Late last night and this morning a variety of police departments executed warrants that appear to have been sought by the Toronto Police Services. Marc and Jodie Emery have been arrested, along with several other cannabis activists including Chris and Erin Goodwin, Britney Guerra and perhaps others.

This latest salvo in Canada’s senseless war on cannabis and cannabis consumers is a moral outrage and has no place in a free and democratic society. The Canadian public has supported legalization for many years. Our government has finally gotten around to moving, slowly, toward ending prohibition after at least 45 years of studies, Royal Commissions, government reports and other evidence that legalization is the only rational, compassionate and sensible policy option.

And yet good people continue to be arrested, locked into cages and have their liberty infringed in the pursuit of our immoral and senseless war on this beneficial plant. Make no mistake, this is not about public safety. This is not about protecting the public. There is no harm being done by the production and sale of cannabis, for medical or recreational purposes, in storefront dispensaries. In fact, dispensaries quite clearly reduce harm, reduce street sales, create good jobs, increase economic activity and assist in the transition away from a black market for cannabis. Dispensaries are a public good.

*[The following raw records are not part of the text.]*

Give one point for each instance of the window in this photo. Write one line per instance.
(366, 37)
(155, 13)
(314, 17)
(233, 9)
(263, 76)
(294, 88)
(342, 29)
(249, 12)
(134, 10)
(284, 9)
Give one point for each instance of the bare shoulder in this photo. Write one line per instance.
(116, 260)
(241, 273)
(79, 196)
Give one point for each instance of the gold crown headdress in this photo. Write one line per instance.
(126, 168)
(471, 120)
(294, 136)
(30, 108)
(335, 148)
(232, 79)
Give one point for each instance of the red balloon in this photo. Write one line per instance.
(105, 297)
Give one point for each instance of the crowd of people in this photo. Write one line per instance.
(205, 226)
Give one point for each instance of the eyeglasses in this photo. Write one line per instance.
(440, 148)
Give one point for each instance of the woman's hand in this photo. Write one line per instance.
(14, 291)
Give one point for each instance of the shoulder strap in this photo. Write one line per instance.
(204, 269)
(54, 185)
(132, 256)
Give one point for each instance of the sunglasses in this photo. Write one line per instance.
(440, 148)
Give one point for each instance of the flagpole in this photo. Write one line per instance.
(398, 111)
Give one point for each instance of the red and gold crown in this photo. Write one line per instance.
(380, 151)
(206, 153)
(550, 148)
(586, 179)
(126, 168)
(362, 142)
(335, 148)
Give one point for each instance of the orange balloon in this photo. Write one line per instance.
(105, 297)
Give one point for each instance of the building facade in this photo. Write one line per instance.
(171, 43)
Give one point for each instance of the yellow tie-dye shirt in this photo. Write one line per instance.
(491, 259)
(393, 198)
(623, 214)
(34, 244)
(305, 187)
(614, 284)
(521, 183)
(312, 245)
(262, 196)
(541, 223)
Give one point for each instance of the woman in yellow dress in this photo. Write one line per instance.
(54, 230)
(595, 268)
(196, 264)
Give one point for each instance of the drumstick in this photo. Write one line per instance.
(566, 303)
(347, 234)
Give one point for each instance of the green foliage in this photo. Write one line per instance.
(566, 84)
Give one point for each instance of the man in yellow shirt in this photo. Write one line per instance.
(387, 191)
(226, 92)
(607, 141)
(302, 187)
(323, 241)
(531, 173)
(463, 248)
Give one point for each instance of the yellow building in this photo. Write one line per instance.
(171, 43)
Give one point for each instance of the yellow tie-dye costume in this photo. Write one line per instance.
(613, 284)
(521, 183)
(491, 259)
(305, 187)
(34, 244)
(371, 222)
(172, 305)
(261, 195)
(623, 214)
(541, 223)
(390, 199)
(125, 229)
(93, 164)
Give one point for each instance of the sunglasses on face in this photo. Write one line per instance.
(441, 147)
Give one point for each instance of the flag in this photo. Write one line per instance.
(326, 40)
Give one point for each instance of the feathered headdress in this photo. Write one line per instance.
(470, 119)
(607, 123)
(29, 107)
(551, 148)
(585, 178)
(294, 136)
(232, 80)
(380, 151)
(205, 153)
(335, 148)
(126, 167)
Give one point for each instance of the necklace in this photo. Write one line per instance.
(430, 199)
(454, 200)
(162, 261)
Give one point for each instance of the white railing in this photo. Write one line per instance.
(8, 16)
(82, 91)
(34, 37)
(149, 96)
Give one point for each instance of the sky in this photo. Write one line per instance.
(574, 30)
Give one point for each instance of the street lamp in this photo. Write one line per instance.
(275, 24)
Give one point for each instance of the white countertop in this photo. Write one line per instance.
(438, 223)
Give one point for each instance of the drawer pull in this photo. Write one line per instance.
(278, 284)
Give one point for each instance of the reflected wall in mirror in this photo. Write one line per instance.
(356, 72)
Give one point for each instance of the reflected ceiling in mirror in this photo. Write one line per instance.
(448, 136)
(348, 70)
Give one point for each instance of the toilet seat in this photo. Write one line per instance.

Arresting anyone for a cannabis related offence is unjust, immoral and creates harm. Coordinated country-wide raids attempting, futilely, to enforce an outdated and harmful law degrades public confidence in the administration of justice, wastes valuable taxpayer funds, wastes scarce police, prosecutorial and judicial resources and benefits precisely no one.

Our Prime Minster has promised to legalize cannabis. That promise is now two years old. Yet the arrests continue and the harm continues to be done by this terrible law. This is Canada in 2017, some 45 years after Mr. Trudeau’s father accepted the Le Dain Commission’s findings that prohibition was an abject failure that should be repealed. In that span hundreds of thousands of good Canadians have been harmed by prohibition. Enough is enough.